Das führte jedoch nicht zwangsläufig zu höheren Erträgen. Die Imkerei ist weitaus stärker vom Wetter abhängig als die Landwirtschaft, zu der sie gerechnet wird. Die Zeit des Sammelns und Erntens ist für die Bienen auf die nur wenige Wochen dauernde Blütezeit der Nektarspender und die dann herrschenden Wetterbedingungen eingegrenzt. Allzu trockenes und heißes Wetter lassen die Nektarquellen versiegen, kühles und vor allem regnerisches Wetter hindert die Bienen am Flug. Sie bleiben zu Hause und zehren vom bisher eingetragenen Vorrat.

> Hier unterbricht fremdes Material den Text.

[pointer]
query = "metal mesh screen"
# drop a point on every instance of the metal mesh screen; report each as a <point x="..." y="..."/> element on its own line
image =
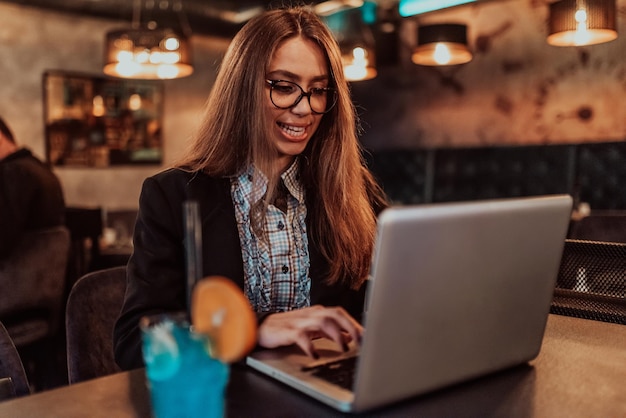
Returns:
<point x="592" y="281"/>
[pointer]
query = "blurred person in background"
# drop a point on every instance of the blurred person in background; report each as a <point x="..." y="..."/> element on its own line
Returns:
<point x="31" y="196"/>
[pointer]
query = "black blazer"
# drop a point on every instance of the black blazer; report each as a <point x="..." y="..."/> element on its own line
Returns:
<point x="156" y="269"/>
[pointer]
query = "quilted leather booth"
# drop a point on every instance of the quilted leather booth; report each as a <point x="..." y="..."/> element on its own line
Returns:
<point x="592" y="173"/>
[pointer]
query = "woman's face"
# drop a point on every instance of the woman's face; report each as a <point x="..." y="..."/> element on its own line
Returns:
<point x="302" y="62"/>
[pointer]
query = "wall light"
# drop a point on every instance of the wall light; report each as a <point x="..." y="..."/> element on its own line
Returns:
<point x="146" y="51"/>
<point x="581" y="22"/>
<point x="442" y="44"/>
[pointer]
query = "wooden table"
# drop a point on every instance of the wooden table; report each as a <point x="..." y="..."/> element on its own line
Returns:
<point x="580" y="372"/>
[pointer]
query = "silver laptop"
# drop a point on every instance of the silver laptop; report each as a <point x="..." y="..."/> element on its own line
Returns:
<point x="457" y="291"/>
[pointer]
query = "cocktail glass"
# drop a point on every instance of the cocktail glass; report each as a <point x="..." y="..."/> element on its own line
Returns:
<point x="184" y="380"/>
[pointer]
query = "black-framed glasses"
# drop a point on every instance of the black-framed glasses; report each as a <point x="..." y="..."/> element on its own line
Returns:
<point x="287" y="94"/>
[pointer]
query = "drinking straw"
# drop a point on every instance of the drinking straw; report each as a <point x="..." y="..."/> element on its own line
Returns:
<point x="193" y="246"/>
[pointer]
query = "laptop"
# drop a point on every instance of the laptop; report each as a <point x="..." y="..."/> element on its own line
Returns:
<point x="457" y="291"/>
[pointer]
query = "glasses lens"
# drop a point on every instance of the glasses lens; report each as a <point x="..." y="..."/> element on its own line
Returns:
<point x="285" y="94"/>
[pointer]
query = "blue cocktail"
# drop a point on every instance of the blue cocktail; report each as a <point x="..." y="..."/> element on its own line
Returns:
<point x="184" y="380"/>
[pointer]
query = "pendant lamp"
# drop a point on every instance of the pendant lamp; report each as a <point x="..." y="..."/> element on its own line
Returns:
<point x="356" y="41"/>
<point x="148" y="51"/>
<point x="442" y="44"/>
<point x="581" y="22"/>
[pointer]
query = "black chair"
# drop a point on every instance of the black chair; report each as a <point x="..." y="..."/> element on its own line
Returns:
<point x="92" y="308"/>
<point x="33" y="282"/>
<point x="13" y="381"/>
<point x="591" y="283"/>
<point x="86" y="228"/>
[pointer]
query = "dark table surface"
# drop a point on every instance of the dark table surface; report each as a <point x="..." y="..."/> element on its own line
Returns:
<point x="580" y="372"/>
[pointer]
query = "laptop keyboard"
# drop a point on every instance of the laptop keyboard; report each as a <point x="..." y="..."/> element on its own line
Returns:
<point x="340" y="372"/>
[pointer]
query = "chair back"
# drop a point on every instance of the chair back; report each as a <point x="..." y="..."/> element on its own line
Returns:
<point x="13" y="381"/>
<point x="85" y="225"/>
<point x="592" y="281"/>
<point x="34" y="276"/>
<point x="93" y="306"/>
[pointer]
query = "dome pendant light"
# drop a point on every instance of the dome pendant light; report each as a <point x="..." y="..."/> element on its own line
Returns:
<point x="581" y="22"/>
<point x="441" y="44"/>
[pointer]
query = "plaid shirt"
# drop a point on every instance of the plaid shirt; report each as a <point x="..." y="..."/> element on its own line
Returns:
<point x="276" y="270"/>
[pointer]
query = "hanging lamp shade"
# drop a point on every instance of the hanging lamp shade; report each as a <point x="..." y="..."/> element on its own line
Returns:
<point x="147" y="54"/>
<point x="442" y="44"/>
<point x="147" y="50"/>
<point x="356" y="42"/>
<point x="581" y="22"/>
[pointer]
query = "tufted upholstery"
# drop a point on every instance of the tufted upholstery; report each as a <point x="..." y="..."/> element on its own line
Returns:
<point x="13" y="380"/>
<point x="601" y="175"/>
<point x="403" y="174"/>
<point x="92" y="308"/>
<point x="593" y="173"/>
<point x="33" y="281"/>
<point x="488" y="173"/>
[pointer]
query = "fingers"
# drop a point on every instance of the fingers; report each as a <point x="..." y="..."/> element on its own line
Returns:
<point x="301" y="326"/>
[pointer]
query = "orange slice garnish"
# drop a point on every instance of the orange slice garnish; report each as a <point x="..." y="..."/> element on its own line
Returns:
<point x="220" y="310"/>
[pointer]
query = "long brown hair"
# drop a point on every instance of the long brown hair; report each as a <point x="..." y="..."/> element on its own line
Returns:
<point x="341" y="193"/>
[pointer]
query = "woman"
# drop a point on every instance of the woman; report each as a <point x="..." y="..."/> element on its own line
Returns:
<point x="288" y="209"/>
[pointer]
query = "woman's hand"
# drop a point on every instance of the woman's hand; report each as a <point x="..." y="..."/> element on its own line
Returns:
<point x="302" y="325"/>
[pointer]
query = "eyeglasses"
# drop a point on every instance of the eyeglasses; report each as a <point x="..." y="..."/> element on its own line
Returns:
<point x="287" y="94"/>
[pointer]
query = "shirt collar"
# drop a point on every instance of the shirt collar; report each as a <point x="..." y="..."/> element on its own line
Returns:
<point x="290" y="177"/>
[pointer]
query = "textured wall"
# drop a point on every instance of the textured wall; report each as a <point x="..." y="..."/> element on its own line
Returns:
<point x="517" y="90"/>
<point x="33" y="41"/>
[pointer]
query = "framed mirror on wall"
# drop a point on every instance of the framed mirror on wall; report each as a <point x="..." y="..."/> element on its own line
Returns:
<point x="96" y="121"/>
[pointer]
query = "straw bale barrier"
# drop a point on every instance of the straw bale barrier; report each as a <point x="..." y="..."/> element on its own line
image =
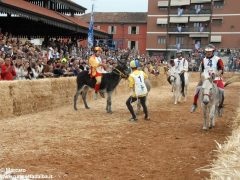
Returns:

Die äußeren Umstände beeinflussen so unmittelbar das Ernteergebnis. Die Schwankungen des von einem Volk im Jahresdurchschnitt gesammelten Honigs lassen somit Rückschlüsse auf die jeweiligen Trachtverhältnisse zu. Über einen Zeitraum von 35 Jahren habe ich Aufzeichnungen geführt. Die unterschiedlichen Ernteergebnise, die Veränderungen der Trachtbedingungen wie auch die Verschiebung der Schleudertermine sind daraus ersichtlich. Ohne die zahlreichen Einzelergebnisse aufzuzählen, kann man von einem durchschnittlichen Jahresertrag von rund 17 kg pro geschleudertem Volk ausgehen. Dabei lagen die Ernten im ersten Jahrzehnt merklich unter, im letzten über dem Wert. Bezieht man alle Völker eines Bienenstandes in die Rechnung ein, liegt der Gesamtertrag noch darunter. Denn einige Völker bringen überhaupt keinen Honig, weil sie entweder abgeschwärmt sind, eine leistungsschwache Königin haben oder andere Gründe vorliegen. Die ganze Schwankungsbreite wird von den Extremwerten illustriert: das beste Jahresergebnis lag bei 47 kg, das schlechteste bei 2 kg je Volk.
Schlussbemerkung
Der vorliegende Aufsatz dokumentiert Vergangenes. Es ist ein Versuch, spärlich erhaltene einzelne Überlieferungen in einem größeren Zusammenhang zu sehen und Entwicklungstendenzen zu erkennen. Zu allen Zeiten der Vereinsgeschichte waren sich die Imker der besonderen Bedeutung der Bienenzucht bewusst. Jenseits ihres vordergründigen Interesses an einem reichen Honigertrag liegt der indirekte Nutzen der Bienen in der Bestäubung vieler Kultur- und Wildpflanzen. Bienenzucht ist damit heute mehr denn je ein aktiver Beitrag zum Schutz und der Erhaltung der Umwelt. Sie hilft mit, die Vielfalt der heimischen Flora zu sichern.
Und so hoffen wir, dass sich, ebenso wie in der Vergangenheit, auch künftig junge Menschen bereit finden, in unserer Heimat diese schöne Aufgabe zu übernehmen und weiterzuführen: Zur eigenen Freude und zum Nutzen nachfolgender Generationen.